2 PM, and everything appears to be boiling. Confidently.
Gulping down a full liter of water on one go hasn’t done much for my thirst. As I walk out onto the street, I get hit by a curtain of hot, vibrating dust. The light is also dusty, pale and penetrating. Its brightness gives me the sensation of walking into the city as it dreams. From afar, I imagine little bubbles on the surface of the Ganga. It crosses my mind that the tap water on the bathroom is lukewarm in imitation.
After only a week in India, I’ve made it somewhat of a habit to walk without stopping, unsure what to make of all the attention I keep getting from street vendors and young men pointing at me with their cell-phone cameras; but I quickly begin to feel more confident with getting lost on purpose. I can vaguely distinguish the sound a group of men chanting at pooja at a distance. It is otherwise heavily silent. I step over a sleeping cow. The streets are taking a breath.
As I make my way down the stairs towards the ghats, I notice a Baba sheltering himself from the heat in a niche on the right wall. I wave at him, and he waves back. He’s knitting a colorful belt. We smile pleasantly at each other as I pass him.
I walk through eight or nine ghats, picking up faint lines of chanting. Jay Ram, Jay Jay Ram. All male. All at unison, dense and consistent.
I stop when the sound seems to emanate from above me. I haven’t realized I’ve been walking towards it. The heat is starting to affect my vision and awareness, but I soon find myself sitting in a patch of shade right under where the prayer is taking place.

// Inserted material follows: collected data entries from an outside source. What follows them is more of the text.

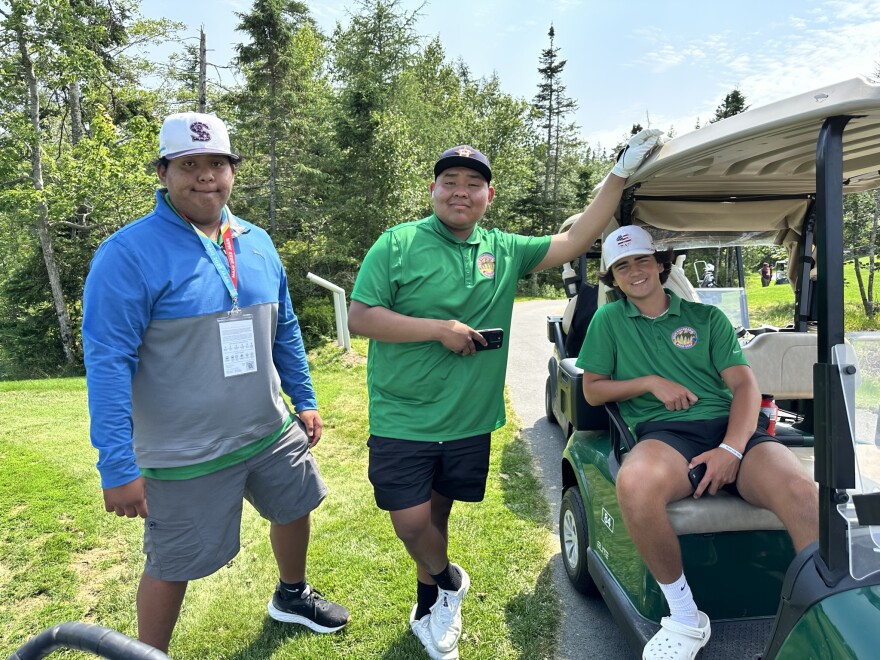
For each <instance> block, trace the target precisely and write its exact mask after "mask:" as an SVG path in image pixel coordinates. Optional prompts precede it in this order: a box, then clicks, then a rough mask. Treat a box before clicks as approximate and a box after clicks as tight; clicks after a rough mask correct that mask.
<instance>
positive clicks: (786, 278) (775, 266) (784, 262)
mask: <svg viewBox="0 0 880 660" xmlns="http://www.w3.org/2000/svg"><path fill="white" fill-rule="evenodd" d="M787 273H788V260H787V259H782V260H781V261H777V262H776V265H774V266H773V282H774V284H788V274H787Z"/></svg>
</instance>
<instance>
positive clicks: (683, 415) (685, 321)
mask: <svg viewBox="0 0 880 660" xmlns="http://www.w3.org/2000/svg"><path fill="white" fill-rule="evenodd" d="M666 293H667V294H669V309H668V310H667V311H666V313H665V314H663V315H661V316H659V317H657V318H656V319H650V318H648V317H645V316H642V314H640V313H639V310H638V308H637V307H636V306H635V305H633V304H632V303H631V302H630V301H629V300H627V299H626V298H624V299H623V300H617V301H615V302H613V303H610V304H608V305H603V306H602V307H600V308H599V310H598V311H597V312H596V315H595V316H594V317H593V320H592V321H591V322H590V327H589V328H587V336H586V339H585V340H584V344H583V346H582V347H581V352H580V355H578V359H577V363H576V364H577V366H578V367H580V368H581V369H583V370H584V371H591V372H592V373H595V374H602V375H607V376H611V377H612V378H613V379H614V380H629V379H632V378H640V377H643V376H651V375H657V376H661V377H663V378H666V379H667V380H671V381H673V382H675V383H679V384H681V385H684V386H685V387H687V388H688V389H689V390H691V391H692V392H693V393H694V394H696V395H697V397H698V399H699V400H698V401H697V403H695V404H694V405H692V406H691V407H690V408H688V409H687V410H667V409H666V406H664V405H663V404H662V403H661V402H660V401H659V399H657V398H656V397H655V396H654V395H653V394H643V395H642V396H638V397H635V398H633V399H629V400H628V401H620V402H619V404H618V405H619V406H620V412H621V414H622V415H623V418H624V419H625V420H626V423H627V424H629V426H630V428H635V426H636V425H637V424H639V423H640V422H646V421H649V420H650V421H661V420H664V419H674V420H676V421H685V420H701V419H714V418H717V417H726V416H727V415H729V414H730V403H731V401H732V400H733V395H732V394H731V392H730V390H729V389H727V386H726V385H725V384H724V380H723V379H722V378H721V372H722V371H723V370H724V369H727V368H728V367H733V366H736V365H746V366H748V361H747V360H746V358H745V356H743V352H742V348H741V347H740V345H739V341H737V338H736V333H735V332H734V329H733V326H732V325H731V324H730V321H729V320H728V318H727V317H726V316H725V315H724V312H722V311H721V310H720V309H718V308H717V307H713V306H712V305H703V304H700V303H695V302H690V301H687V300H682V299H681V298H679V297H678V296H677V295H675V294H674V293H673V292H672V291H669V290H668V289H667V290H666Z"/></svg>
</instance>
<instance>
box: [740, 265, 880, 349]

I resist the impulse to take a peek at the chanting men, not wanting to be disrespectful. Being unable to see them only enhances the dreamlike quality of everything surrounding me. This chanting is markedly different. It has three different melodic lines with different texts which intertwine in an intricate and mesmerizing counterpoint. (To this day, I’ve been unable to get my hands on a recording of anything remotely similar.)
I sit there until they fall silent. I am very likely dehydrated by this point. I start back, clumsily wading through the thickness of the air. The strings of faraway pooja continue firing through.